Redirecting Resources to Community Based Services: A Concept Paper

Louise Fox and Ragnar Götestam

One of the legacies of the command economy in Central and Eastern Europe and the former Soviet Union is the development of a social protection system for vulnerable individuals focused on institutional care. It has been well established that the approach of removing a child or an adult from the family and the community is more expensive per client served than more inclusive approaches which are designed to support individuals within their own families and communities, main streaming them as much as possible. Institutional approaches also produce worse outcomes than community-based approaches for most individuals.
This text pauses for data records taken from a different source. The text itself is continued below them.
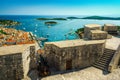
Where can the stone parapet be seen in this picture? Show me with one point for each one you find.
(115, 60)
(97, 35)
(110, 27)
(90, 27)
(73, 54)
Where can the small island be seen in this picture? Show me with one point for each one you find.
(73, 18)
(101, 18)
(50, 23)
(9, 23)
(51, 19)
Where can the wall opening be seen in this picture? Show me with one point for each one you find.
(69, 64)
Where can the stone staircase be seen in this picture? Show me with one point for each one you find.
(104, 60)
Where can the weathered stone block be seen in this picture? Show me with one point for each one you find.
(97, 35)
(72, 54)
(110, 27)
(90, 27)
Countries seeking to change the model of social protection services have faced a number of constraints. Financing new programs requires first and foremost redirecting resources away from institutions. If countries want to develop the supply of new programs, how can they do so in an affordable manner? How should they change the financing flows to support a menu of new options, better tailored to the needs of individuals and without putting the burden of financing on the vulnerable people?
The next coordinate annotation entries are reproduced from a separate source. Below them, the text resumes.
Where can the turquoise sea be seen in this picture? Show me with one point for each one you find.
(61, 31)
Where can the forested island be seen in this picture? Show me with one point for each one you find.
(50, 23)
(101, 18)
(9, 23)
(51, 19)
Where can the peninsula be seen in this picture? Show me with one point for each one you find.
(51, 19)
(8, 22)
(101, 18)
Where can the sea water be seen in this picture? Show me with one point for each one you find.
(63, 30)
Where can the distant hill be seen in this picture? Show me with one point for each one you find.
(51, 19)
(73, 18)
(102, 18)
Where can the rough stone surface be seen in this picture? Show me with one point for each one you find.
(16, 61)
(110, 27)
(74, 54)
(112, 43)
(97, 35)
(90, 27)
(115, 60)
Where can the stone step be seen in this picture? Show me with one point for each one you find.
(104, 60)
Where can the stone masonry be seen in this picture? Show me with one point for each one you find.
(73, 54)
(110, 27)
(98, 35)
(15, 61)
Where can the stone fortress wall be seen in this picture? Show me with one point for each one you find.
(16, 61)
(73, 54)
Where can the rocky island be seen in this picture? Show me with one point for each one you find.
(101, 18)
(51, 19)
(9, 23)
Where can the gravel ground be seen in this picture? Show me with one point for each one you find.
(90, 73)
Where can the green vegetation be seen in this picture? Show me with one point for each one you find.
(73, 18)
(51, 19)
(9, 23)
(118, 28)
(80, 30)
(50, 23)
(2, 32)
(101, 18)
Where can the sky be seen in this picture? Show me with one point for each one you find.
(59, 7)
The objective of this paper is to provide a framework to help countries re-orient their financing systems for social care, so that they can implement a change program for the social care system. The ultimate objective is that countries use more family-based and inclusive care programs, and use institutional care as a last resort, thus supporting families to care for their vulnerable members rather than place them in residential care programs. Family-based and inclusive care programs are generally more effective in meeting social needs and, at least on a unit cost basis, less expensive.

Changing the financing system – although necessary -- is not sufficient to achieve the goal of less institutionalization. Other components of a change program would include reforms to ensure quality of provision such as standards and accreditation, training, information to clients, monitoring, etc., and those which improve the gatekeeping and needs assessment process, including rigorous outcome and impact evaluation. The effectiveness of the financing framework in doing its job is determined in part by the effectiveness of these other policy reforms. This paper: (a) reviews key concepts in social care financing; and (b) applies them to the problem of changing social care models in ECA countries.